J’avais dû stopper mon cursus à quinze ans, pour commencer à travailler et payer la chimio de mon père. Bien sûr, j’avais beaucoup appris de mon éducation, étant naturellement curieuse, et avais étudié en autodidacte de nombreux domaines, comme les langues. Mais moi la première, je savais que j’avais mes propres limites. Alors oui, pourquoi pas. Je devrais en tous cas en parler à Ellen. Elle n’aurait pas son mot à dire, mais peut-être que sur ce coup, elle me soutiendrait. C’est toujours beau de rêver.

La couturière m’annonça qu’elle avait toutes les mesures nécessaires, et je retournais donc vers ma place pour récupérer mon sac et mon propre agenda.

"Deux semaines, c’est parfait.

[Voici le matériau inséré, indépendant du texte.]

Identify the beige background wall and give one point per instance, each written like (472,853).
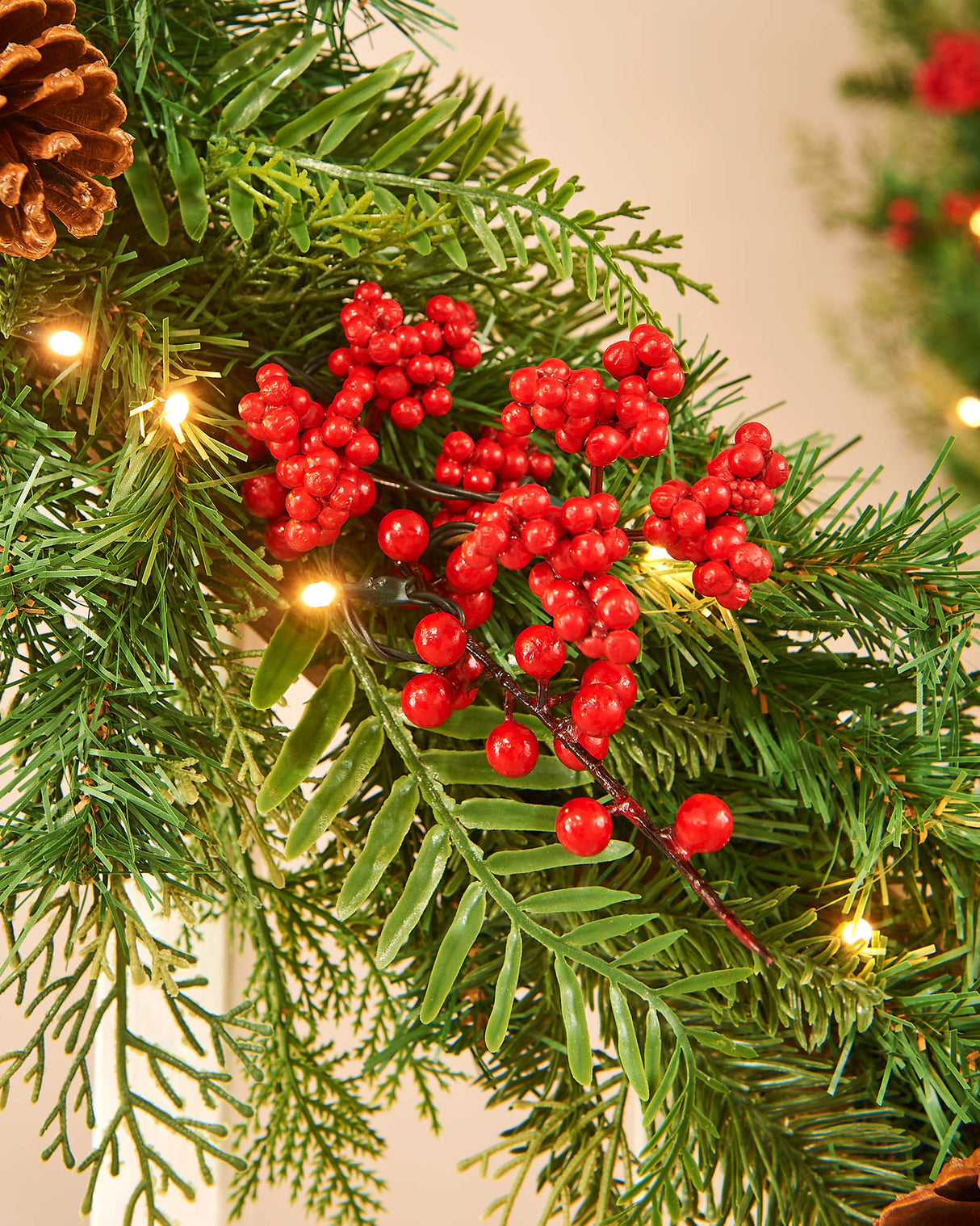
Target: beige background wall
(685,106)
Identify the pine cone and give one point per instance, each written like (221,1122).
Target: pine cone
(59,128)
(952,1200)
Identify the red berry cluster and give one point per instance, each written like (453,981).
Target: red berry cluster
(587,416)
(696,523)
(495,461)
(429,699)
(320,452)
(409,366)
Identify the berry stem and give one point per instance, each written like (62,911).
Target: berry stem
(622,802)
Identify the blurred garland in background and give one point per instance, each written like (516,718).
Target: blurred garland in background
(916,198)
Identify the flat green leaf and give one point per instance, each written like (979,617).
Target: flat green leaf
(505,992)
(141,179)
(576,897)
(573,1015)
(412,134)
(477,722)
(387,833)
(288,653)
(537,859)
(320,722)
(650,948)
(354,97)
(421,884)
(454,951)
(477,222)
(241,211)
(609,928)
(249,104)
(471,768)
(722,977)
(338,785)
(445,149)
(627,1048)
(189,180)
(489,813)
(482,145)
(236,69)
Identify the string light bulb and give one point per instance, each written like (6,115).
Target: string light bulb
(65,343)
(856,933)
(175,409)
(319,594)
(968,411)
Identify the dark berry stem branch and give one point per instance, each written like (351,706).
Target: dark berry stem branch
(622,801)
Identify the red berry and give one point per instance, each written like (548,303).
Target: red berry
(264,497)
(404,536)
(584,826)
(622,646)
(539,651)
(751,562)
(617,677)
(426,700)
(712,577)
(703,824)
(598,710)
(440,639)
(513,749)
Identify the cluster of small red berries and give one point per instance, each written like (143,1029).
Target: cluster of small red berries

Et de même, je vous tiendrai au courant si j’ai le moindre changement." Je notais le rendez-vous, et si j’avais été prise j’aurais de toute façon décalé le reste pour caser cette date. Chacun ses priorités, après tout. Je relevais le regard et offrit un sourire chaleureux en réponse à celui de mon interlocutrice. "Merci. Je pense qu’Ellen vous appellera pour prendre rendez-vous de son côté. C’est une grande fille, et je ne veux pas abuser plus de votre temps aujourd’hui."

Je me dirigeais vers la sortie, me permettant de lui faire la bise pour la saluer avec affection.

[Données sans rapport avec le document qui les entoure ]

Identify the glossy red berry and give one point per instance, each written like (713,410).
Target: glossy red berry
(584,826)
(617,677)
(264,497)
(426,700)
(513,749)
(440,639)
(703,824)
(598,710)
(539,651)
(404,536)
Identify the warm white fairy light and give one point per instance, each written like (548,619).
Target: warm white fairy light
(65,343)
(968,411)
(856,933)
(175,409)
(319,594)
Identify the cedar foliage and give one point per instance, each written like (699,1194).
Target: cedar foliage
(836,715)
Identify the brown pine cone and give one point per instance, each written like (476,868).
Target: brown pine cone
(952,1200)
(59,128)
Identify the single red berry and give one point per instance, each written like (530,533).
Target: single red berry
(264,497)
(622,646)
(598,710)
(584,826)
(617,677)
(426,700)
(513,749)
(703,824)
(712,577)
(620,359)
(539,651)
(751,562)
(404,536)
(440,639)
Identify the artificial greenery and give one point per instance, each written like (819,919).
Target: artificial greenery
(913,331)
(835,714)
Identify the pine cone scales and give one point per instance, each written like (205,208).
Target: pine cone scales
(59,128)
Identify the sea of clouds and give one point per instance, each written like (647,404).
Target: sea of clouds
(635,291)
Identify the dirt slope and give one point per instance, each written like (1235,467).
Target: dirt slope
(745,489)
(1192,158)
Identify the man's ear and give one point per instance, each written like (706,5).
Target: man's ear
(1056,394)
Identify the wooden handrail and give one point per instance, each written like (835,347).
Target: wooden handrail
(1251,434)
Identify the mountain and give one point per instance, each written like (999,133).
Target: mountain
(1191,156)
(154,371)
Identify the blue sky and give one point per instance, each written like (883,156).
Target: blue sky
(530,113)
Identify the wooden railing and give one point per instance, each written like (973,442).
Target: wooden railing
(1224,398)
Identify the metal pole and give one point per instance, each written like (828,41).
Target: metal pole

"Pour moi aussi. Je me réjouis de vous revoir et de voir le résultat. Amusez-vous bien surtout."

Un dernier petit signe chaleureux de la main, et je sortis de la boutique, de bonne humeur. Cela n’échappa pas à Ellen lorsque sa voiture vint à ma rencontre pour me récupérer, mais elle-même appréciait également Madame Richards et comprenait cet état d’esprit. Les vêtements en seraient presque un prétexte, mais ce ne serait pas faire honneur au travail de la couturière. Dans tous les cas, je me rendis à mes rendez-vous suivants plus légère, comme toujours après être passée dans cette boutique.